Ребята уже спали. Он приподнял подушку – под ней лежала горстка белых шахматных фигурок. «Странно, – подумал Цырен. – Как у Шерлока Холмса». Записка, засунутая в ножку кровати, гласила: «Сведения крайне секретные, доверить бумаге не могу. Сообщу лично 2 января в заброшенном зимовье в Крестовке, 7 км севернее Сохоя. Твой неизвестный друг».
Цырен еще раз перечитал записки, от первой до последней. Они были написаны карандашом печатными буквами на обычной бумаге в клетку. Цырен вздохнул – выяснение тайны снова откладывалось.

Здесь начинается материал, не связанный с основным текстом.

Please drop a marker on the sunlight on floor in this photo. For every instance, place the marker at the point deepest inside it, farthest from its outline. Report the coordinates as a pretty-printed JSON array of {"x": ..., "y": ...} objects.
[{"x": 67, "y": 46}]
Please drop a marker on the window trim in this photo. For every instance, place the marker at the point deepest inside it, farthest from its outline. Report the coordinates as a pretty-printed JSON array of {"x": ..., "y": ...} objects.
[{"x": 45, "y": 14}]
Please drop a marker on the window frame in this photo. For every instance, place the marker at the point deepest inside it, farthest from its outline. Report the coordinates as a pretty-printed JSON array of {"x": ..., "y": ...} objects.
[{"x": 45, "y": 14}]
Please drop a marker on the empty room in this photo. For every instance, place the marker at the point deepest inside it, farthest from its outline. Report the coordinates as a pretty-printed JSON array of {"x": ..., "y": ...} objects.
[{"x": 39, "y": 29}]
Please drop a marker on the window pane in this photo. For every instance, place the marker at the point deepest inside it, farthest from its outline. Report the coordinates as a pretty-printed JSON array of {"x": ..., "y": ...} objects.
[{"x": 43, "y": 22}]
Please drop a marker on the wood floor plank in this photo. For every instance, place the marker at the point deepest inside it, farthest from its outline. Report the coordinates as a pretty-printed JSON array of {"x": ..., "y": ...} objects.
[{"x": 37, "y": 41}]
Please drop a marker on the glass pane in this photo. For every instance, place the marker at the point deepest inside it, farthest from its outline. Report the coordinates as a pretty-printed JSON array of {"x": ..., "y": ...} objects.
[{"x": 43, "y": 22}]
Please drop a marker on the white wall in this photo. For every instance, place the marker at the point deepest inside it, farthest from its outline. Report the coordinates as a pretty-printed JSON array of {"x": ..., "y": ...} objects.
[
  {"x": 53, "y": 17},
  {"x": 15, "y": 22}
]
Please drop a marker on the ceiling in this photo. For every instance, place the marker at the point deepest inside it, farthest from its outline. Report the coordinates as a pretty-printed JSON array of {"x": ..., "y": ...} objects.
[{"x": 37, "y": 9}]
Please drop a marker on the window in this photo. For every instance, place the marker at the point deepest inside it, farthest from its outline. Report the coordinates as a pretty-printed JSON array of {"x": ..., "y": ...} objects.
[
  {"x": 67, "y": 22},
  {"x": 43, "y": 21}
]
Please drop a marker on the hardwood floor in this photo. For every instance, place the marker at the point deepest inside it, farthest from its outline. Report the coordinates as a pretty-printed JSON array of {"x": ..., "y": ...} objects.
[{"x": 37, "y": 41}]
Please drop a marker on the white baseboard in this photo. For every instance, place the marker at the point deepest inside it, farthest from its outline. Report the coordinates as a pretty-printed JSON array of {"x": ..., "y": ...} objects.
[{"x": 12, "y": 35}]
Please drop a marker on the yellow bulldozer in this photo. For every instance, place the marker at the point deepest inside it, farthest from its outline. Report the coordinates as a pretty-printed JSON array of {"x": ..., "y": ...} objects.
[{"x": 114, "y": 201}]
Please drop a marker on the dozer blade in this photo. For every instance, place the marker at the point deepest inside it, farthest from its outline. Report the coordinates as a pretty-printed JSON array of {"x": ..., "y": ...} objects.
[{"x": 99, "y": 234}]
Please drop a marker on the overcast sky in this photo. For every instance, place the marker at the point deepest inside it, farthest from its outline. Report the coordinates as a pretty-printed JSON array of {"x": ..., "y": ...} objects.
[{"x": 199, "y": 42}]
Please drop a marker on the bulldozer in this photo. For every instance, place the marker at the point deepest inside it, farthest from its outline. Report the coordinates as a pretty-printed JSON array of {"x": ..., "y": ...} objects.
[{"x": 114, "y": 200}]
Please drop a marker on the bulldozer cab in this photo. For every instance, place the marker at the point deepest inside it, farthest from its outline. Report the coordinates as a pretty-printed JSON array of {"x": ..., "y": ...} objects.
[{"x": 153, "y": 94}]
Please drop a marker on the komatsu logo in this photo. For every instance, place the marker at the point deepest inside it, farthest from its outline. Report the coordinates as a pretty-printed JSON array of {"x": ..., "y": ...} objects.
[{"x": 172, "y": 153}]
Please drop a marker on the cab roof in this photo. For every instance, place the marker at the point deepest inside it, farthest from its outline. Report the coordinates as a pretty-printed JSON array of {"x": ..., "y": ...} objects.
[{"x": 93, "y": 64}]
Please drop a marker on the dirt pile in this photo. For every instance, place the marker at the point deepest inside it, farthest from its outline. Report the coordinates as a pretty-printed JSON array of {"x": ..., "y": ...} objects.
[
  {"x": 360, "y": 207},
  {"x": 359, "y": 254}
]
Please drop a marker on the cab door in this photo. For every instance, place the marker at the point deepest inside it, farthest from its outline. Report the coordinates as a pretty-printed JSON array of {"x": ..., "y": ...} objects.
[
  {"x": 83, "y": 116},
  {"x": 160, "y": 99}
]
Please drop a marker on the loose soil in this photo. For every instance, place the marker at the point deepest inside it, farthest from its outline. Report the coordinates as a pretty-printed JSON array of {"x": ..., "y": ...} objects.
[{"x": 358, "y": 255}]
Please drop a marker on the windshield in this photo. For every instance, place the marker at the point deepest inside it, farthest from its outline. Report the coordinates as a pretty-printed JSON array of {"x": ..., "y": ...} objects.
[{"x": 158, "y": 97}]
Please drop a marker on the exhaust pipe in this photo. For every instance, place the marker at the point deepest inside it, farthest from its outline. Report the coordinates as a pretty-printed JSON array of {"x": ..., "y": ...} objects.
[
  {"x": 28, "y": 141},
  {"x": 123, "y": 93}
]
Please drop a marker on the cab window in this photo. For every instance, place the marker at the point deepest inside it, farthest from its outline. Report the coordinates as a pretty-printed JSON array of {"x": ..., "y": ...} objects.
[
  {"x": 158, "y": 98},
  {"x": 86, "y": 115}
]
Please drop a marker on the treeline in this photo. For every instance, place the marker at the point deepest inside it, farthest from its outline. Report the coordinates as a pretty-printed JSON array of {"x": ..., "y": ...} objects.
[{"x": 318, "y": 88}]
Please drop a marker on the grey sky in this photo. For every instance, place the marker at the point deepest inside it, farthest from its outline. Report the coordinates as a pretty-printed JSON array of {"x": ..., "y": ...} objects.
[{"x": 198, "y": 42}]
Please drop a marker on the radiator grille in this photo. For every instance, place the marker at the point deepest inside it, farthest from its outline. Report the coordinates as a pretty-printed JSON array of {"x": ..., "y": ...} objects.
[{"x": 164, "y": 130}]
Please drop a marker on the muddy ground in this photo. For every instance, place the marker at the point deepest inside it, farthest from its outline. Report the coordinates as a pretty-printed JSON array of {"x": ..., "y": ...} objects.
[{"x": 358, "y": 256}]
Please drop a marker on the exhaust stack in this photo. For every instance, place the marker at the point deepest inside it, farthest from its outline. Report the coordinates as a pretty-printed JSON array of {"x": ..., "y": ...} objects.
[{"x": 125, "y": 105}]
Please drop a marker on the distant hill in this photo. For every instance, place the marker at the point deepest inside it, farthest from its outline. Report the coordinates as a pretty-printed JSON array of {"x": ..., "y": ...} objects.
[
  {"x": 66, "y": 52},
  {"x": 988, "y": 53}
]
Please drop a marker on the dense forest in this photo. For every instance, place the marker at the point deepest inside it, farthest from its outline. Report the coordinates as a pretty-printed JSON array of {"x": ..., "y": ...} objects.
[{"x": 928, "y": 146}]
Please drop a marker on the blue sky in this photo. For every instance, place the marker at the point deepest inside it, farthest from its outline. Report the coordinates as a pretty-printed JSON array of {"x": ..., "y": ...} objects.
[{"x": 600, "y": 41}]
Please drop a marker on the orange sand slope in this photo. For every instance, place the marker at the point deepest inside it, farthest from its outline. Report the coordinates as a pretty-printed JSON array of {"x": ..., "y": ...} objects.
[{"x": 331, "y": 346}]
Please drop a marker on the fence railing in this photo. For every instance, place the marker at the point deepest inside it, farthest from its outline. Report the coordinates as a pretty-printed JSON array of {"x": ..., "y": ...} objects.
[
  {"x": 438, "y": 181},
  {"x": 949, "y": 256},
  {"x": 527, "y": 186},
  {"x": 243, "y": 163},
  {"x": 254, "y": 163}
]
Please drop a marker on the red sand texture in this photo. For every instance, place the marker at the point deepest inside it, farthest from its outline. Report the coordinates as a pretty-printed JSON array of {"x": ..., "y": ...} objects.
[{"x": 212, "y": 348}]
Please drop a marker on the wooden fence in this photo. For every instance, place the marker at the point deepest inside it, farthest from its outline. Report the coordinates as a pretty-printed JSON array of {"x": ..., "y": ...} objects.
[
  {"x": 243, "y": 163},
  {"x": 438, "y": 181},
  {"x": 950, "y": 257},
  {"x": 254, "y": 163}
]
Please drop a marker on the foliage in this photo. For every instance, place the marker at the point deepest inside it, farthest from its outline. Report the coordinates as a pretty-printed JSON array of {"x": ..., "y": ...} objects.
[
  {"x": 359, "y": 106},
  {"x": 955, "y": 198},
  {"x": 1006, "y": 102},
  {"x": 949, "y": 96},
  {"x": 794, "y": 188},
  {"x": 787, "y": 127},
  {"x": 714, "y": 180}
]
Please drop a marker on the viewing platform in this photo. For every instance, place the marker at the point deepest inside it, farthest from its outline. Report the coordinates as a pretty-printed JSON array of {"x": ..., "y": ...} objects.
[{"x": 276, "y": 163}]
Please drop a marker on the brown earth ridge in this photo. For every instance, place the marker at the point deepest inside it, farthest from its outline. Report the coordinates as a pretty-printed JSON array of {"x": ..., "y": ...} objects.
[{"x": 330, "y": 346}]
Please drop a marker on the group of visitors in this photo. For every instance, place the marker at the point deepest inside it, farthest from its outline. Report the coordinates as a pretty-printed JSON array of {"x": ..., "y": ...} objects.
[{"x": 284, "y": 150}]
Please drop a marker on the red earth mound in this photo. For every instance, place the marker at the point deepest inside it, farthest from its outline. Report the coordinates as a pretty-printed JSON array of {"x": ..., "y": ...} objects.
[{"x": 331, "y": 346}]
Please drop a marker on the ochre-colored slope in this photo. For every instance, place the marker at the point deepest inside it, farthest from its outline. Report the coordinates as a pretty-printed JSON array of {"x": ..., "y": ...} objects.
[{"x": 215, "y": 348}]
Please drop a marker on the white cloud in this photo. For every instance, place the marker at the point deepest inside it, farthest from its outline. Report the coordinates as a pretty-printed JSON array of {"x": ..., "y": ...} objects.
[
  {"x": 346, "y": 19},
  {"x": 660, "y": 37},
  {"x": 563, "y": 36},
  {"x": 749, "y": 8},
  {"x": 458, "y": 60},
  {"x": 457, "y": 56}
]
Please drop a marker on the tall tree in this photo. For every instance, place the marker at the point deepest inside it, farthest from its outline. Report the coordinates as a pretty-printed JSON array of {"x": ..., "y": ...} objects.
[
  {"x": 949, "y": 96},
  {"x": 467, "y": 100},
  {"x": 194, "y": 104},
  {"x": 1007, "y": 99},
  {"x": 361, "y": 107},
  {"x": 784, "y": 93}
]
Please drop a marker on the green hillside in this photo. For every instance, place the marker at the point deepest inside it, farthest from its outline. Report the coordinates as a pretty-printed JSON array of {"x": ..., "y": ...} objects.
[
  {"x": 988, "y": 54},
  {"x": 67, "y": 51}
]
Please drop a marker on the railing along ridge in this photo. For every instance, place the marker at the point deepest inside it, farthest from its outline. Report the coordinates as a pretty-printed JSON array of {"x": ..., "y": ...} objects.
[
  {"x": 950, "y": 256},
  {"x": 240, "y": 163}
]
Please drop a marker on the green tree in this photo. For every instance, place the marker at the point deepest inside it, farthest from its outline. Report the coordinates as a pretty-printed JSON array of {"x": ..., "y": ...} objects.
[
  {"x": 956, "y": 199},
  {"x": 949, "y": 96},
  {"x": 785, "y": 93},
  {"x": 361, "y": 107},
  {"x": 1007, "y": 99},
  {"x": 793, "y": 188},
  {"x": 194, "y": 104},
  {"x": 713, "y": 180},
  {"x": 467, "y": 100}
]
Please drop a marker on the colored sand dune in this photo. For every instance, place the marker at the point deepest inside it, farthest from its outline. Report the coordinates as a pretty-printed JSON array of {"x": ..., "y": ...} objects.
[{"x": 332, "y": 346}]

Одно было ясно: все это проделки лисы, сразу видно – ее стиль.
ЗИМОВЬЕ В КРЕСТОВКЕ
А утром уже наступил новый год и долгожданные каникулы.
Возле школы стоял вместительный леспромхозовский автобус, в двенадцать он отходил в маршрут, чтобы развезти ребят по домам. Цырен прикинул: а не махнуть ли на своих двоих? Опередить бы автобус, примчаться к обеду – то-то дед удивится. «С Новым годом тебя, Константин Булунович! Получай подарок – новые очки, о которых мечтал!»
В Сохой лежало три пути. Первый – по Байкалу, заберегами вокруг Длинного мыса, километров двадцать, на коньках за пару часов добежишь. Но неизвестно еще, везде ли по берегу лед. А вдруг вода? Или непроходимые торосы громоздятся? Другой путь – напрямик через перевал, всего девять километров, но каких километров! Крутизна, скалы, осыпи. На лыжах плохо и без лыж нельзя – то голые камни, а то снег по пояс. Да и скучно без попутчиков. Но Санька и Рудик уже там, в Сохое, собираются в экспедицию. Даже на елке не были. Завтра едут с Фаиной Дмитриевной на поиски Серебряного острова. И наконец, третий путь, кружной, через все леспромхозовские поселки – километров шестьдесят, зато автобусом. Благодать, сиди да в окошко поглядывай. И, пораздумав, Цырен выбрал последний вариант.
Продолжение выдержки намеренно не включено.